Another centre named in the report is Labaik Ya Zahra in Watford, north of London, whose leader Syeda Umme Farwa was pictured receiving an award from late Iranian president, Ibrahim Raisi, in 2018.
She was later hosted in Iran by a senior IRGC commander Majid Hashemi Dana. During that trip, the state media platform Defa Press said she had signed a memorandum promising to “spread the ideals and discourse of the Islamic Revolution”, the movement in Iran in the late 1970s when the country turned away from a monarchical hierarchy and became a theocracy.
Many instances in which Islamic centre leaders have met senior IRGC members would become criminalised if the Guards were themselves proscribed, Lord Walney said.
“The proscription of the IRGC looms large over all of this,” he said. “It would make shutting down the soft-power network much easier if you have properly identified the IRGC as the terrorist organisation that it is.”
Both the Islamic Centre of England and Labaik Ya Zahra, as well as others named in the report, have repeatedly denied the accusations against them, insisting their work is of a religious nature.
That could now change as UK Culture Secretary Lisa Nandy has announced government plans to strengthen the Charity Commission’s powers to close down institutions that promote extremism.
Officials will work with the regulator to speed up the investigative process for charities suspected of engaging in or promoting extremist behaviour.
Ms Nandy said she was giving the Commission “the teeth it needs to act fast and decisively”.
She said: “Charities are the lifeblood of our communities and we will not allow extremists to hijack their good name. We will close the door on those who exploit charitable status to spread hate and open a new chapter that gives the sector the protection it deserves.”

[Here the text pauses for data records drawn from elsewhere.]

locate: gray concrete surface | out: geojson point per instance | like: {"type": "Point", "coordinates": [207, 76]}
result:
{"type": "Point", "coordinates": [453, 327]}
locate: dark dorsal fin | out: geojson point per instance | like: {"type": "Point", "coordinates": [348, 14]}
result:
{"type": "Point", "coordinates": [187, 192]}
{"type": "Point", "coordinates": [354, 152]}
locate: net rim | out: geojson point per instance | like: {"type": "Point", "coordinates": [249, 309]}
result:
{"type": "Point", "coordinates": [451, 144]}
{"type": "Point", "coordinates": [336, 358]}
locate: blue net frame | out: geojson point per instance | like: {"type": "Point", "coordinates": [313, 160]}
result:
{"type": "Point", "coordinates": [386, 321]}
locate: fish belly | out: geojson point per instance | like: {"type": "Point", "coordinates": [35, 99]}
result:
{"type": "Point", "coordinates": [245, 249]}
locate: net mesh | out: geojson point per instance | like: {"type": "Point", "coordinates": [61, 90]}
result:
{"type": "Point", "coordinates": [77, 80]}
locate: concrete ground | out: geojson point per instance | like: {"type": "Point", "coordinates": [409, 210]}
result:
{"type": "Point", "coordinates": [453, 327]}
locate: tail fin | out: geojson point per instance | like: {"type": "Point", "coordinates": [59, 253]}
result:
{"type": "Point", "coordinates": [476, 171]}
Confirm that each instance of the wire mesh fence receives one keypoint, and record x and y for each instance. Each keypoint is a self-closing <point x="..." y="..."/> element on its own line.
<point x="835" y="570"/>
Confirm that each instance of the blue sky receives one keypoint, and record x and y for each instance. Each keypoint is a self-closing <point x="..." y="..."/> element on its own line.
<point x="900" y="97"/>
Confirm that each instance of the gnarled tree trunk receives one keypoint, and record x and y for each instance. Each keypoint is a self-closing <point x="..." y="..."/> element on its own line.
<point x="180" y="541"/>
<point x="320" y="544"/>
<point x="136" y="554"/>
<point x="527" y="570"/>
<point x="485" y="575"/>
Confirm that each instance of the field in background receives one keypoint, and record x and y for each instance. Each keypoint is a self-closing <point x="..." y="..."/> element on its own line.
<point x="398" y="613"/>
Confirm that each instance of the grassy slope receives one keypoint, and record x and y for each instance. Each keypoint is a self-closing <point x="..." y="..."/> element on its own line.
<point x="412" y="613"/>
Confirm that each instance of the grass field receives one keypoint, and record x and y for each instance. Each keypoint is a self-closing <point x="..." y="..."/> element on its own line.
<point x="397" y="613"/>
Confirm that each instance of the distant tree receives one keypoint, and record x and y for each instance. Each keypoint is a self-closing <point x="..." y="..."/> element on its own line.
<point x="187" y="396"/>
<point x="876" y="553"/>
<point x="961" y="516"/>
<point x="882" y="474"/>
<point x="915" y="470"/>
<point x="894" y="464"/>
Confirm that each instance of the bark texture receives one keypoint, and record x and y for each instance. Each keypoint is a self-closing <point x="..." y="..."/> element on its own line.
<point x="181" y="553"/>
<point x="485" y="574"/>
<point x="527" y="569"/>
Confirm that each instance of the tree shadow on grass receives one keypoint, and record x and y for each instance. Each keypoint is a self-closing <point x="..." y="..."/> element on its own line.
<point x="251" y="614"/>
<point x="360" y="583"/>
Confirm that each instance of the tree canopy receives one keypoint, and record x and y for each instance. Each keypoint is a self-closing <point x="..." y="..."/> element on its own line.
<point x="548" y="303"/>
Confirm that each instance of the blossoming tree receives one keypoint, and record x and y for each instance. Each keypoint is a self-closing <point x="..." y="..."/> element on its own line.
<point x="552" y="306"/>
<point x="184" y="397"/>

Mr Orton warned there could still be hurdles in how the new powers are implemented. “It's possible this will get watered down in the process of passing it, or that the implementation will mean the formal new powers are rarely actually used. But, as stated, this seems a really positive move.”
Political doctrines
Lord Walney’s report suggests that fears of triggering a racism row may be at the heart of the commission’s inability to properly close down charities with alleged links to Tehran.
Mr Orton said charitable groups accused of being connected to the Iranian regime made “efforts to hide” their links and were backed by UK laws protecting freedom of religious expression.
But he added that the centres were teaching “Khomeinism”, a brand of political Islam championed by the leader of Iran’s 1979 revolution Ayatollah Ruhollah Khomeini, which blends theological teaching with Marxist principles.
“The doctrines they are teaching are more of a political nature than a religious one,” he said. “It is more in the nature of propaganda recruitment. They are explicit about their loyalty to the supreme leader as God’s representative on Earth.”
After pressure from MPs, Home Secretary Shabana Mahmood and London's Metropolitan Police Police have banned the annual Al Quds Day march that had been scheduled for Saturday, over its alleged links to the Iranian regime. The pro-Palestine march was first established by the late Ayatollah Khomeini.
But critics say the event glorifies the Iranian regime and proxy armed groups that are proscribed in the UK.
The march is organised by the Islamic Human Rights Commission, which described the decision as “baseless” and part of an “orchestrated hate campaign”.